Once the committee had worked down all six of the key decision columns, it had a picture of what each broad strategic option for the value chain looked like. For example, vertical integration would mean: acquiring the capability to produce precursor chemicals, manufacturing APIs in-house, keeping main dosage production in-house, building a packaging capability, forming a joint venture for distribution, and undertaking “supply chain E3” initiatives in distribution network optimization, “Lean,” and compliance risk reduction. The virtual option would mean: outsourcing precursor chemicals, divesting the existing API and main dosage production capabilities and securing partners to provide them, outsourcing packaging and commercial distribution, and undertaking “E3” initiatives in distribution network optimization, “Lean,” and customer service. The exercise also gave the committee a clear picture of the current CC&S plan.

Valuing Competing Options

To evaluate these different strategic options, a financial model was created that included all of the key risks and uncertainties that the steering committee and other subject matter experts believed were important factors in making value chain decisions. Key risks and uncertainties included such factors as management bandwidth, compliance risk, outsourcing costs, emerging technologies, and time-to-launch. Each of these issues was addressed in the financial risk-adjusted evaluation of each strategy (Figure 3, below).

Figure 3: Risk-Adjusted Financial Evaluation. Click here for larger image.

As the risk-adjusted evaluation shows, the virtual business option would create more financial value than the vertical option and far more value than maintaining current course and speed.

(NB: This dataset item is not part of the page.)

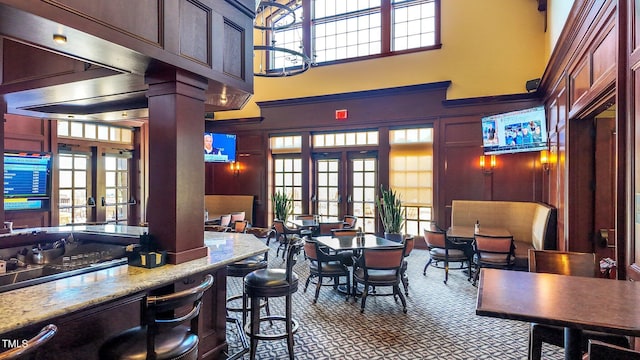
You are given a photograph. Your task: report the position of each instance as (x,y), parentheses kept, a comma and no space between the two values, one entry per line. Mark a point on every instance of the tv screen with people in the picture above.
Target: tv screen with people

This did not mean the company should necessarily choose this option, but gave its steering committee a sound basis for comparing different choices and choosing them based on value, investment, risk and other factors.

A Track Record of Results

A systematic approach to improving the value chain provides a consistent, repeatable and reliable basis for making decisions in the face of complexity, risk, and uncertainty. This approach, developed and honed over the last 20 years, has an impressive track record:

    • In some 70 percent of cases, decision-makers committed to a different alternative and path of action than their existing plan.
    • In almost every case, the approach identified alternatives that promised 30 – 100 percent improvement over the current plan as measured in expected net present value (NPV) of free cash flow.
  • In 95 percent of cases, the recommendations were fully funded and backed by real organizational commitment, based in part on the fact that the methods that were used were systematic, and inspired confidence.

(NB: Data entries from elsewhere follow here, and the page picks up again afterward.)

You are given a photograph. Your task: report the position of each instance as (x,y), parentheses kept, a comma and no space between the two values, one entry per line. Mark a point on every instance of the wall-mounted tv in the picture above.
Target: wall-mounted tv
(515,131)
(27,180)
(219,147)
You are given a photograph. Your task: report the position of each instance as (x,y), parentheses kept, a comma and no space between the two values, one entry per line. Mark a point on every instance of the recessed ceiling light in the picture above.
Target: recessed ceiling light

By using this alternative-based approach to value chain decisions, manufacturing and operations executives, and even leaders at the local level — facility managers or line leaders — can genuinely explore significantly different options, breaking them free of the incremental decision-making that keeps organizations from realizing the full benefits of their value chains.

About the Authors

All three authors are with Tunnell Consulting. Brian W. Hagen, Ph.D., is Managing Director, Raymond L. Manganelli, Ph.D., is Senior Managing Director, and Thomas L. McGurk is Practice Director.

About the Author

Brian W. Hagen | Ph.D.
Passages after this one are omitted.